In terms of sticking with something, it’s my shining moment, of course, I started this little place on the internet hoping to someday be a full-time blogger (again I feel embarrassed), why can’t that be my goal and yours be to work for some big company? I want my own company, I want to run a business, and that’s a respectable goal, but to say that business is blogging somehow changes it. So, I’m challenging myself, I want to tell everyone that I have a blog and I don’t want my voice to get quieter when I say it, I want to say it with confidence because I am proud and regardless of what anyone thinks, I can do it.

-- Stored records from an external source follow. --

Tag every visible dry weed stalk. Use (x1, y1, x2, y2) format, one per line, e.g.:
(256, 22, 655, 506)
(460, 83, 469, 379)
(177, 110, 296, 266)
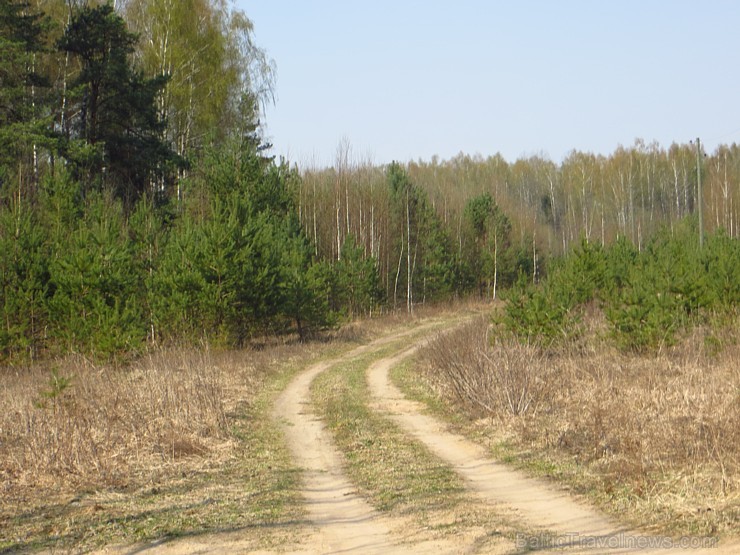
(481, 338, 544, 416)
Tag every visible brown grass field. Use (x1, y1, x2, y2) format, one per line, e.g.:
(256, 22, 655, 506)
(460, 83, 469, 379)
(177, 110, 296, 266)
(0, 310, 434, 552)
(0, 335, 343, 551)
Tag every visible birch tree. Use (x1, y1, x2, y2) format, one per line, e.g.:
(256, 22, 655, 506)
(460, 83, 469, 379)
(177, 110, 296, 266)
(123, 0, 275, 184)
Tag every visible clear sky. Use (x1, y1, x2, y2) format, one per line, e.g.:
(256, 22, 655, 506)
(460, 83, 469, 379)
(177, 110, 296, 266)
(239, 1, 740, 167)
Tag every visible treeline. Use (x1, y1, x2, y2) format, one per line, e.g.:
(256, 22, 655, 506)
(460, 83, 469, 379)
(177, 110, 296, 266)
(1, 144, 354, 358)
(3, 142, 522, 360)
(297, 140, 740, 319)
(1, 0, 274, 203)
(0, 0, 532, 360)
(299, 140, 740, 286)
(0, 0, 328, 359)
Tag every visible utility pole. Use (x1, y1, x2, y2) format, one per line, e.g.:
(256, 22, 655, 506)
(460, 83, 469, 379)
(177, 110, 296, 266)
(695, 137, 704, 248)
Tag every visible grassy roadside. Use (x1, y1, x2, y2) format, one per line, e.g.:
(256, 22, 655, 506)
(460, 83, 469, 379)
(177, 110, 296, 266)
(0, 338, 357, 554)
(310, 333, 519, 549)
(391, 321, 739, 541)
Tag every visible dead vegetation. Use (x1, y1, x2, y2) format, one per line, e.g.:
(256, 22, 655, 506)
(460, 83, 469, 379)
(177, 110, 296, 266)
(417, 315, 740, 537)
(422, 322, 544, 417)
(0, 312, 432, 552)
(1, 349, 231, 493)
(0, 337, 343, 551)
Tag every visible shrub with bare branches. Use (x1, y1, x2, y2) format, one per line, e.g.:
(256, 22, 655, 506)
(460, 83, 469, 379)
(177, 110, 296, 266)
(422, 318, 544, 417)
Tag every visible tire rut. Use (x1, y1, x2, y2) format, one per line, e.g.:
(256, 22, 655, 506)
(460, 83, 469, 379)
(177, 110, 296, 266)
(110, 318, 734, 554)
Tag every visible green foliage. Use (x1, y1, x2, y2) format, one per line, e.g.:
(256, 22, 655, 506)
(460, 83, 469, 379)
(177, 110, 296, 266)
(128, 195, 168, 330)
(418, 216, 457, 302)
(387, 161, 412, 199)
(464, 193, 495, 237)
(334, 235, 382, 318)
(0, 1, 342, 359)
(607, 264, 681, 352)
(463, 192, 514, 296)
(35, 368, 72, 409)
(0, 198, 48, 359)
(547, 239, 607, 307)
(502, 274, 575, 342)
(386, 161, 462, 306)
(701, 230, 740, 309)
(603, 236, 638, 296)
(606, 224, 707, 351)
(123, 0, 275, 158)
(504, 224, 740, 353)
(58, 3, 179, 202)
(0, 152, 341, 359)
(46, 191, 145, 356)
(151, 147, 332, 346)
(501, 239, 606, 343)
(0, 0, 54, 184)
(280, 235, 334, 340)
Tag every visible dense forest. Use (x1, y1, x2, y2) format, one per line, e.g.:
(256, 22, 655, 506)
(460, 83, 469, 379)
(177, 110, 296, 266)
(1, 0, 738, 361)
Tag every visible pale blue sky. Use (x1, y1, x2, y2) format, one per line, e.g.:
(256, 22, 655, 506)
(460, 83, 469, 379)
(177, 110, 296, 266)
(240, 1, 740, 166)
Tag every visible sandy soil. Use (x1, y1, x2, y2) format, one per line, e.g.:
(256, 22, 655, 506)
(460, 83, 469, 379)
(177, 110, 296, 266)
(266, 323, 503, 554)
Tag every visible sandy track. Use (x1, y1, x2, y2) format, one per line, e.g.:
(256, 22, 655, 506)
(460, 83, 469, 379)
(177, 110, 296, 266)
(367, 347, 619, 536)
(269, 320, 630, 554)
(103, 323, 465, 555)
(271, 349, 394, 554)
(269, 322, 473, 554)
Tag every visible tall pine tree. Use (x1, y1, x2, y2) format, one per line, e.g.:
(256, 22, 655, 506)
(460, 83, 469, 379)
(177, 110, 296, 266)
(57, 3, 178, 204)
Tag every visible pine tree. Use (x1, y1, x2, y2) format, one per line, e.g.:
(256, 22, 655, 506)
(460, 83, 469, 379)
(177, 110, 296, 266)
(57, 3, 178, 203)
(464, 193, 512, 299)
(335, 235, 382, 318)
(0, 0, 54, 198)
(0, 196, 48, 359)
(46, 190, 145, 356)
(419, 215, 456, 302)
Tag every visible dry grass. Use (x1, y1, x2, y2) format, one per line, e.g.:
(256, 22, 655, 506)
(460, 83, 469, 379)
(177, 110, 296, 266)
(1, 349, 230, 493)
(422, 320, 545, 417)
(0, 337, 332, 551)
(310, 337, 519, 549)
(0, 310, 429, 496)
(417, 315, 740, 538)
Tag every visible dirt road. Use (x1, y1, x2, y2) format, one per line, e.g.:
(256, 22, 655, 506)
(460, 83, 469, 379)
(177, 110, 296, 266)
(270, 341, 397, 554)
(110, 319, 735, 554)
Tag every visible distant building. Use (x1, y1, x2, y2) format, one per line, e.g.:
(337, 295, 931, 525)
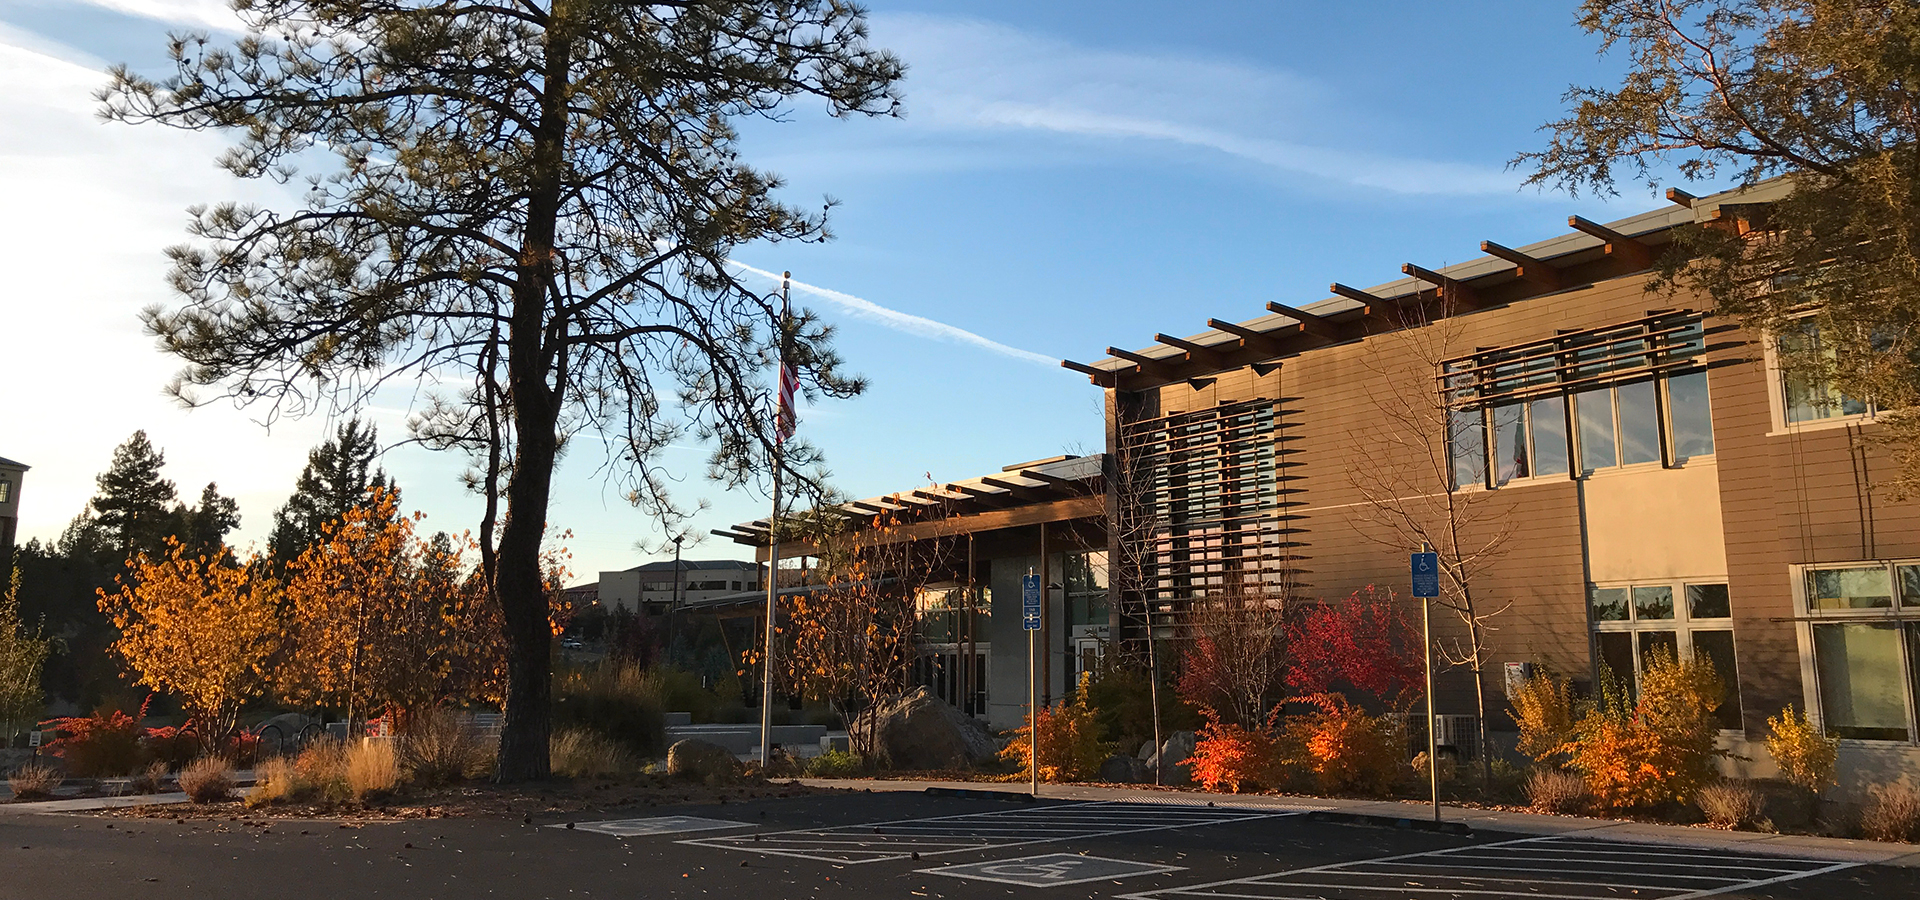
(0, 456, 26, 569)
(589, 559, 763, 615)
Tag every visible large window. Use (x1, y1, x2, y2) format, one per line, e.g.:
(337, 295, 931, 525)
(1064, 550, 1110, 629)
(1591, 579, 1741, 729)
(1447, 313, 1714, 490)
(1778, 319, 1870, 424)
(1802, 562, 1920, 741)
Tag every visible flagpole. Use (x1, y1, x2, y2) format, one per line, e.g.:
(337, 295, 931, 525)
(759, 273, 791, 773)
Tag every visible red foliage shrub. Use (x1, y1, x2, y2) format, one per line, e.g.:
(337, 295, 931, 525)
(143, 725, 198, 771)
(1285, 587, 1423, 707)
(41, 699, 149, 777)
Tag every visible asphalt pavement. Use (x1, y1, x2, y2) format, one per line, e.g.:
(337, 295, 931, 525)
(4, 788, 1916, 899)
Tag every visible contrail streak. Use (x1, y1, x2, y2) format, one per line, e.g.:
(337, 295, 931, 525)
(726, 259, 1056, 367)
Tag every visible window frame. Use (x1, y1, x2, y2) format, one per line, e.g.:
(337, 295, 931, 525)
(1589, 577, 1742, 732)
(1793, 560, 1920, 744)
(1446, 314, 1714, 492)
(1764, 317, 1879, 434)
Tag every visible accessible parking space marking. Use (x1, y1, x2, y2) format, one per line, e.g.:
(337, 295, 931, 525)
(1118, 833, 1861, 900)
(920, 853, 1184, 888)
(556, 815, 752, 837)
(679, 800, 1309, 864)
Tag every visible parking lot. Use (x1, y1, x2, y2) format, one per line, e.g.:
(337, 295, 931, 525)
(5, 789, 1915, 899)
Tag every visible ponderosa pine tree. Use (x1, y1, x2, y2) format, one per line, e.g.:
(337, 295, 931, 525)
(179, 482, 242, 558)
(88, 431, 179, 561)
(268, 418, 391, 565)
(101, 1, 904, 779)
(1519, 0, 1920, 491)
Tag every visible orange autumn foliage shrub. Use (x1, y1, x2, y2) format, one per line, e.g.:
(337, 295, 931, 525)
(1562, 648, 1723, 811)
(1284, 693, 1404, 797)
(1000, 674, 1111, 782)
(1188, 716, 1281, 793)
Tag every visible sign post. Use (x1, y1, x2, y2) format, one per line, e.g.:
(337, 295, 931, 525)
(1023, 571, 1042, 797)
(1411, 549, 1441, 825)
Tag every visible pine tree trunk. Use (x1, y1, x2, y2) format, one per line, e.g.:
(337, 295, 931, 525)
(493, 414, 559, 782)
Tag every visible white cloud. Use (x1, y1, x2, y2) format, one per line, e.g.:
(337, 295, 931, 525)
(40, 0, 238, 30)
(873, 13, 1523, 196)
(725, 259, 1056, 367)
(0, 28, 329, 546)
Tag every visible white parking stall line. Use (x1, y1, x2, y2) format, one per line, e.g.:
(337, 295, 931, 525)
(1119, 834, 1862, 900)
(679, 800, 1305, 864)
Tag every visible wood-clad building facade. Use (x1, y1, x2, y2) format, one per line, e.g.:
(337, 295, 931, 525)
(1068, 179, 1920, 790)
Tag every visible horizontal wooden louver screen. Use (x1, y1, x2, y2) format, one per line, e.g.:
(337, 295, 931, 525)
(1439, 311, 1707, 409)
(1119, 397, 1307, 618)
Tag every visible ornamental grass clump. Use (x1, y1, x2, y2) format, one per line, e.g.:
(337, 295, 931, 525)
(7, 763, 63, 800)
(244, 758, 298, 808)
(1697, 780, 1768, 830)
(345, 739, 402, 801)
(402, 707, 493, 786)
(177, 756, 235, 803)
(1526, 768, 1589, 814)
(1860, 784, 1920, 843)
(550, 728, 630, 778)
(294, 737, 352, 801)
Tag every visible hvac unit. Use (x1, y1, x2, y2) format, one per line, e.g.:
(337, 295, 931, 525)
(1432, 715, 1480, 762)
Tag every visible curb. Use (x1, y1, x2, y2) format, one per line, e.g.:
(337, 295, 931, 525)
(924, 787, 1037, 803)
(1303, 809, 1472, 836)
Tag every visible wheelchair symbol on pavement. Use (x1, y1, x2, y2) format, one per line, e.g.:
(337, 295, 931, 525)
(922, 853, 1184, 887)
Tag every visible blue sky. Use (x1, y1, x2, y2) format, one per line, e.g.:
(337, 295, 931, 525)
(0, 1, 1726, 581)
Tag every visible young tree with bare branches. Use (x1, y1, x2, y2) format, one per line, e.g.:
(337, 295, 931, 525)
(1346, 310, 1516, 791)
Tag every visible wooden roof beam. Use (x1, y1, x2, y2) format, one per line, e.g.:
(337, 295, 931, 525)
(1479, 240, 1566, 291)
(1265, 301, 1345, 340)
(1205, 318, 1303, 356)
(1402, 263, 1481, 311)
(981, 475, 1047, 499)
(1329, 283, 1384, 308)
(1154, 333, 1237, 359)
(1666, 187, 1697, 208)
(1060, 358, 1119, 387)
(1569, 215, 1654, 269)
(949, 483, 1015, 507)
(1015, 469, 1082, 492)
(1107, 345, 1185, 370)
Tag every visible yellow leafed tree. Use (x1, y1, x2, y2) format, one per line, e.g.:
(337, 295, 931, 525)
(98, 539, 279, 737)
(277, 488, 505, 725)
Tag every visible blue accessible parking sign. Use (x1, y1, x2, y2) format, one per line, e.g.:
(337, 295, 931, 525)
(1022, 573, 1042, 630)
(1411, 552, 1440, 598)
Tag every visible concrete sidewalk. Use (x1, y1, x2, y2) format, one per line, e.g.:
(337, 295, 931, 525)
(796, 776, 1920, 867)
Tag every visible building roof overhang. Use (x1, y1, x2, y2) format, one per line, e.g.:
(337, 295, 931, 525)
(1062, 179, 1790, 392)
(713, 454, 1104, 551)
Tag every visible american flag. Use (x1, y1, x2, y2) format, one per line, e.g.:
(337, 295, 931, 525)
(776, 359, 798, 444)
(775, 276, 797, 444)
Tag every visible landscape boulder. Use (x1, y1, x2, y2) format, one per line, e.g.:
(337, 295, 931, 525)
(849, 686, 998, 770)
(1098, 754, 1149, 784)
(1144, 730, 1197, 786)
(666, 739, 741, 781)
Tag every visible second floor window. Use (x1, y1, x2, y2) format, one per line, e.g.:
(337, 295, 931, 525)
(1778, 319, 1872, 424)
(1445, 313, 1714, 490)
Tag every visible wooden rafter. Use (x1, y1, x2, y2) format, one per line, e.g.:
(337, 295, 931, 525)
(1264, 301, 1345, 340)
(1569, 215, 1654, 269)
(1107, 345, 1184, 369)
(1479, 240, 1565, 291)
(1329, 282, 1385, 307)
(1402, 263, 1480, 310)
(1155, 333, 1236, 358)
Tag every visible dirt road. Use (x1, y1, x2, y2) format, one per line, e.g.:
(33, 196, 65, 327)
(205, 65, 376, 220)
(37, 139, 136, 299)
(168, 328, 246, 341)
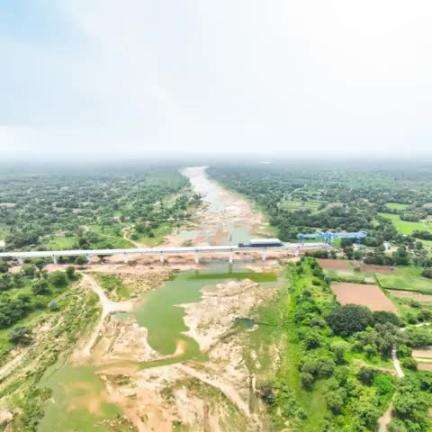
(78, 274, 133, 358)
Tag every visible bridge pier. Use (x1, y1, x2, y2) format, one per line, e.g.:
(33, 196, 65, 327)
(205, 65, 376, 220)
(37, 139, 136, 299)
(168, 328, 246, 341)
(123, 253, 128, 264)
(160, 253, 165, 264)
(261, 251, 267, 262)
(229, 254, 233, 264)
(52, 255, 57, 265)
(194, 253, 200, 264)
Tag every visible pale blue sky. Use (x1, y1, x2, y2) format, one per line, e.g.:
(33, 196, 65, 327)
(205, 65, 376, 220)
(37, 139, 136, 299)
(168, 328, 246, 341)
(1, 0, 432, 160)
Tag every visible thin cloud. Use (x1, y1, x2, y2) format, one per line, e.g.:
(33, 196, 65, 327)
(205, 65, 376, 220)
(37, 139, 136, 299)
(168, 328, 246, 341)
(1, 0, 431, 159)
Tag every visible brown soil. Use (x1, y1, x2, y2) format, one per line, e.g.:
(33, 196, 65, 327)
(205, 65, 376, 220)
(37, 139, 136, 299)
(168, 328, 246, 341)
(318, 259, 394, 275)
(318, 259, 352, 271)
(357, 263, 395, 274)
(332, 282, 398, 313)
(389, 290, 432, 303)
(418, 362, 432, 371)
(413, 348, 432, 359)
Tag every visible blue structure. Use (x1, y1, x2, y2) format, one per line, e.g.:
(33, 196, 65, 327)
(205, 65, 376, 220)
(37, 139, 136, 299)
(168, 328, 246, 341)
(298, 231, 367, 244)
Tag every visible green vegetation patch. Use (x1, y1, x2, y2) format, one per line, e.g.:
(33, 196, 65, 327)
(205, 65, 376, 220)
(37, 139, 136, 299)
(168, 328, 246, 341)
(255, 258, 396, 431)
(187, 270, 277, 283)
(94, 273, 131, 300)
(385, 202, 410, 211)
(376, 266, 432, 294)
(378, 213, 431, 235)
(279, 200, 322, 212)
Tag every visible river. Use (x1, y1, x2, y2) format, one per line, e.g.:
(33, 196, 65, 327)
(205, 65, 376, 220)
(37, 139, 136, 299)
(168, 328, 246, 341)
(37, 167, 278, 432)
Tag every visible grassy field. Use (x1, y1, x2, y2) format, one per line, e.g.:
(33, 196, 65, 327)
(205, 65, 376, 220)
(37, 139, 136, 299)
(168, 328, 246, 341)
(45, 235, 78, 250)
(385, 202, 410, 211)
(378, 213, 431, 235)
(89, 225, 133, 248)
(279, 200, 322, 212)
(376, 266, 432, 294)
(137, 223, 173, 246)
(93, 273, 132, 300)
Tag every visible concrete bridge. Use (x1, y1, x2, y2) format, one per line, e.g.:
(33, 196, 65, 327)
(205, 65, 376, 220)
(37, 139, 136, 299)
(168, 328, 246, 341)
(0, 242, 327, 264)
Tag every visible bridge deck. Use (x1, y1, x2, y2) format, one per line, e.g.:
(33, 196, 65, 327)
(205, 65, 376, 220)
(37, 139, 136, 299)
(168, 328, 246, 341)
(0, 243, 326, 259)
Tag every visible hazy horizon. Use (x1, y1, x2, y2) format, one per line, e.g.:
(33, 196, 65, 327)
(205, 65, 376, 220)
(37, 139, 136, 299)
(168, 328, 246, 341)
(1, 1, 432, 160)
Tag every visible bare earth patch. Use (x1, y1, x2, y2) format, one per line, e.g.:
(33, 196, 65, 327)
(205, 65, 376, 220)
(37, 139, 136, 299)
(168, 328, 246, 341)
(389, 290, 432, 303)
(417, 362, 432, 371)
(332, 282, 398, 313)
(318, 259, 352, 271)
(82, 277, 274, 431)
(357, 263, 395, 274)
(413, 348, 432, 359)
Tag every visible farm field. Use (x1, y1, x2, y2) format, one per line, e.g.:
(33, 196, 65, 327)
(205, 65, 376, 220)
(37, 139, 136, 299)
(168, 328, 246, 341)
(318, 259, 395, 275)
(376, 266, 432, 294)
(317, 258, 351, 271)
(378, 212, 432, 235)
(331, 282, 397, 313)
(389, 290, 432, 303)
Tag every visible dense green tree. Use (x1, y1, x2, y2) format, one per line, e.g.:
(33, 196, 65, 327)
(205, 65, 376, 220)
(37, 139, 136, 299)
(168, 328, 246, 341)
(327, 304, 374, 336)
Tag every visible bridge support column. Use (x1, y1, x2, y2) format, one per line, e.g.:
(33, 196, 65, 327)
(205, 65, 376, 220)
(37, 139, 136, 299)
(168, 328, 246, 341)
(17, 258, 24, 266)
(160, 253, 165, 264)
(123, 253, 128, 264)
(194, 253, 200, 264)
(52, 255, 57, 265)
(86, 255, 92, 263)
(229, 254, 233, 264)
(261, 251, 267, 262)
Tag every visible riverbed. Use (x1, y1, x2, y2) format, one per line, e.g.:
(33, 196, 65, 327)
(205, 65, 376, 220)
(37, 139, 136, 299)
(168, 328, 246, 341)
(36, 167, 279, 431)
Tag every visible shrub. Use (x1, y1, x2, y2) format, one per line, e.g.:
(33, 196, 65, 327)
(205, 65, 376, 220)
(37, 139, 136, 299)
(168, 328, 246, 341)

“I am still here because I refuse to let anything or anyone decide what I get to have…. I am still here because I didn’t allow the hard time to make me weak; I willed it to make me strong.”
We’ve all been through it. I remember my first hardship; when my high school boyfriend broke up with me, I thought I would die, and I didn’t; in fact, as my heart grew back it doubled in size, without him, I was funnier, quirkier, more myself than I had ever been; my next big upset? I don’t know, maybe that job I got passed over for, or that second boyfriend who I broke up with, but life’s biggest upset? My dad being sick, and as much as I feel like I’ll never get through this, I will, and once I do, nothing will ever be that hard again, I know that. I’m still here, and I’ve gone through hard stuff already, and it didn’t make me weak, it made me stronger.